When you’re 18, you’re thought of as a “responsible adult”. No more excuses for your recklessness. You can’t hide behind. “I’m still a child”.
18 is when you really start worrying about the future. About university, work, love, relationships and all those other adult things.
You have to know better.
18 is when you join ” the Real World”
It’s scary. It’s intimidating. It’s more.
I’ll be 18 in a few weeks. I’ll resume for Year 2 of studying Psychology (most likely) in January. I have paid jobs. I have projects I’m working on.
But I’m scared.
I’m scared of tomorrow. What will happen. This sudden thrust into “adulthood”.
Being confident, adult Lade and being the worried, confused teen Lade.
The fear of what the future holds for me. When people will say “You’re not young anymore”
Am I prepared for “the Real World.” This terrible, scary place they warn you about.
This place that will bend you and break you. That will kick you when you’re down..

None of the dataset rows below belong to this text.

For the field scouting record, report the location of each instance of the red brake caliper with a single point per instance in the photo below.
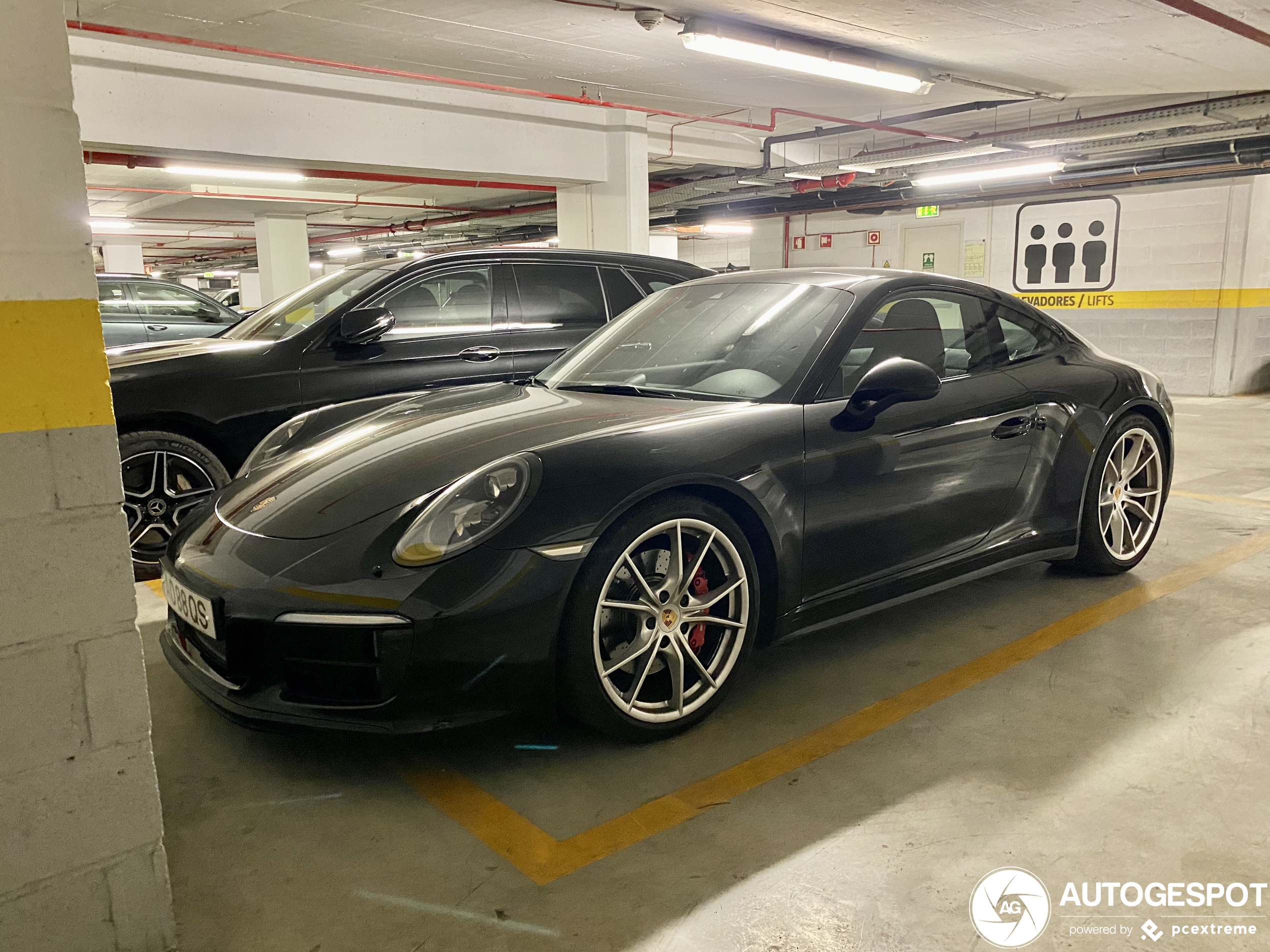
(698, 636)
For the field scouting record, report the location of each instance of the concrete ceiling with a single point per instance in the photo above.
(1098, 57)
(1075, 47)
(177, 226)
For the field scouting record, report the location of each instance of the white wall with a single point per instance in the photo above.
(1190, 297)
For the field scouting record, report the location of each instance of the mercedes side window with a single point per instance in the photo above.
(174, 305)
(620, 290)
(559, 296)
(942, 329)
(112, 301)
(650, 282)
(1024, 337)
(438, 305)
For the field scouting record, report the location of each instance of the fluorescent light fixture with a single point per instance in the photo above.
(789, 53)
(253, 174)
(990, 173)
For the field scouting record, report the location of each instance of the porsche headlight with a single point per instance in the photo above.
(465, 513)
(274, 445)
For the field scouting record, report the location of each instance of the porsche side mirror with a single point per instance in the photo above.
(366, 325)
(893, 381)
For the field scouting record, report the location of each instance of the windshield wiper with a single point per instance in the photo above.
(624, 389)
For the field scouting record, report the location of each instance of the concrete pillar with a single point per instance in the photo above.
(612, 215)
(82, 860)
(282, 252)
(1241, 347)
(121, 254)
(250, 290)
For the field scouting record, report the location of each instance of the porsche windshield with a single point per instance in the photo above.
(291, 314)
(744, 340)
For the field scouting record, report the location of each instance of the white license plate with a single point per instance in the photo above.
(190, 606)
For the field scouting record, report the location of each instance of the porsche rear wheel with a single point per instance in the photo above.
(661, 621)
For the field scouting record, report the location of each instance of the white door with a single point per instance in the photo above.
(935, 249)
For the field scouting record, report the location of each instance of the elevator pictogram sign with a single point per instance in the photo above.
(1068, 245)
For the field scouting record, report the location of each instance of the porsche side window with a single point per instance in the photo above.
(438, 305)
(1024, 337)
(944, 330)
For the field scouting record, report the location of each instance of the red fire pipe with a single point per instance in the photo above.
(490, 86)
(152, 161)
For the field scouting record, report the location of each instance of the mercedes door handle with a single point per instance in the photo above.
(1014, 427)
(480, 354)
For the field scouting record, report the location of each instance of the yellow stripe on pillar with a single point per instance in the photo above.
(52, 366)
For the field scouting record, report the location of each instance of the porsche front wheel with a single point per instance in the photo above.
(662, 619)
(1124, 499)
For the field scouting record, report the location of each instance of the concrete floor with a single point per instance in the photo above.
(1136, 752)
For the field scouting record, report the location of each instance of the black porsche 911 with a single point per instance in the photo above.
(734, 461)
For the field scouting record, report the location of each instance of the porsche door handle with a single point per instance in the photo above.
(1014, 427)
(480, 354)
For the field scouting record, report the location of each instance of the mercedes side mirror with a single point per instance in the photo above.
(366, 325)
(893, 381)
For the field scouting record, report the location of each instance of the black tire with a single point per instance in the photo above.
(586, 694)
(1094, 555)
(182, 475)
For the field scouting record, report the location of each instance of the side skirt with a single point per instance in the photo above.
(1026, 559)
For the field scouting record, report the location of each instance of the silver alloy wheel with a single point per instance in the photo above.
(671, 621)
(1130, 494)
(159, 488)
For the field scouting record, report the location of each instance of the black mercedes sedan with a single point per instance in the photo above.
(734, 461)
(190, 412)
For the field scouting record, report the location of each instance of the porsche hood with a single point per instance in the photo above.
(406, 451)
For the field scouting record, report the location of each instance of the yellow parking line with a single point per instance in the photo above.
(544, 859)
(1220, 499)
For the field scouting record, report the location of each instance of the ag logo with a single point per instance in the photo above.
(1010, 908)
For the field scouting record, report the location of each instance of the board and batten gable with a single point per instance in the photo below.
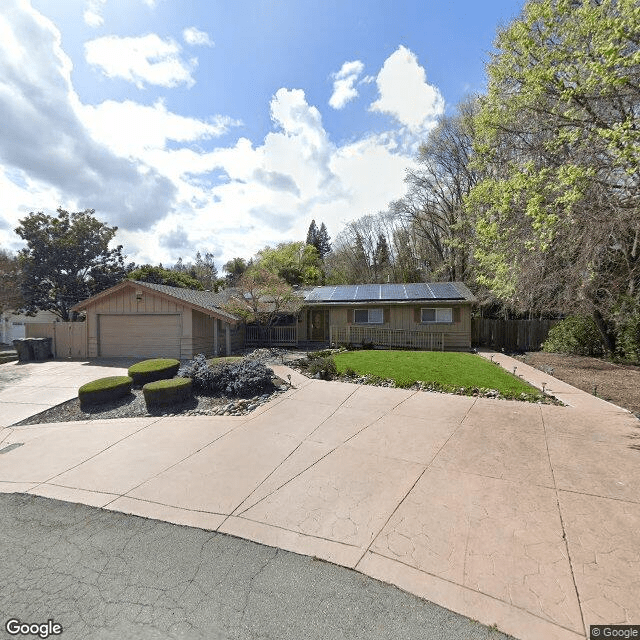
(137, 320)
(397, 315)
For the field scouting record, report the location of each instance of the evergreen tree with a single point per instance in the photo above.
(324, 242)
(312, 234)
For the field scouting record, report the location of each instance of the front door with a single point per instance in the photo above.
(319, 322)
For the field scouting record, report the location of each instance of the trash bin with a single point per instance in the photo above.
(23, 347)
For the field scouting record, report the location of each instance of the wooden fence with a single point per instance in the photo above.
(271, 336)
(69, 338)
(390, 338)
(511, 335)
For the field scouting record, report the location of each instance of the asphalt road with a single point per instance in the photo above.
(104, 575)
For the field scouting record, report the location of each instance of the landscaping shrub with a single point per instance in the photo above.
(167, 392)
(577, 335)
(152, 370)
(200, 372)
(314, 355)
(104, 390)
(243, 378)
(325, 366)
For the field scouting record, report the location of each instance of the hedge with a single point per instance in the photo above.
(152, 370)
(104, 390)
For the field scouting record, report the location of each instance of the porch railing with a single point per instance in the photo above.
(271, 336)
(390, 338)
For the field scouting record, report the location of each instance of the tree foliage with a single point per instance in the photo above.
(203, 269)
(169, 277)
(262, 296)
(10, 282)
(67, 259)
(558, 146)
(235, 268)
(294, 262)
(319, 238)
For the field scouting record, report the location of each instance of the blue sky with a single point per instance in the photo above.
(225, 126)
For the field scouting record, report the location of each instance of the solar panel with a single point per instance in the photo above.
(368, 292)
(392, 292)
(364, 292)
(446, 291)
(418, 291)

This thing that will consume you if you’re not prepared for it.
This place where your failures and weaknesses are magnified.
This jungle. That monster that magnifies.
This place that proves that you’re not strong enough, not good enough, not successful enough.
I’m scared. But I’m also excited. I think I’m doing well with my life so far. But sometimes, this fear of not realising my full potential. Not being successful the way I want to be. Not meeting expectations. Sometimes, these fears overwhelm me. They paralyse me.
I think of children my age, some even younger, who have done things all over the world but I’m here in my little corner not doing enough.
I hope I have a better story to tell. From when I turn 19 and 20 and as the years go by.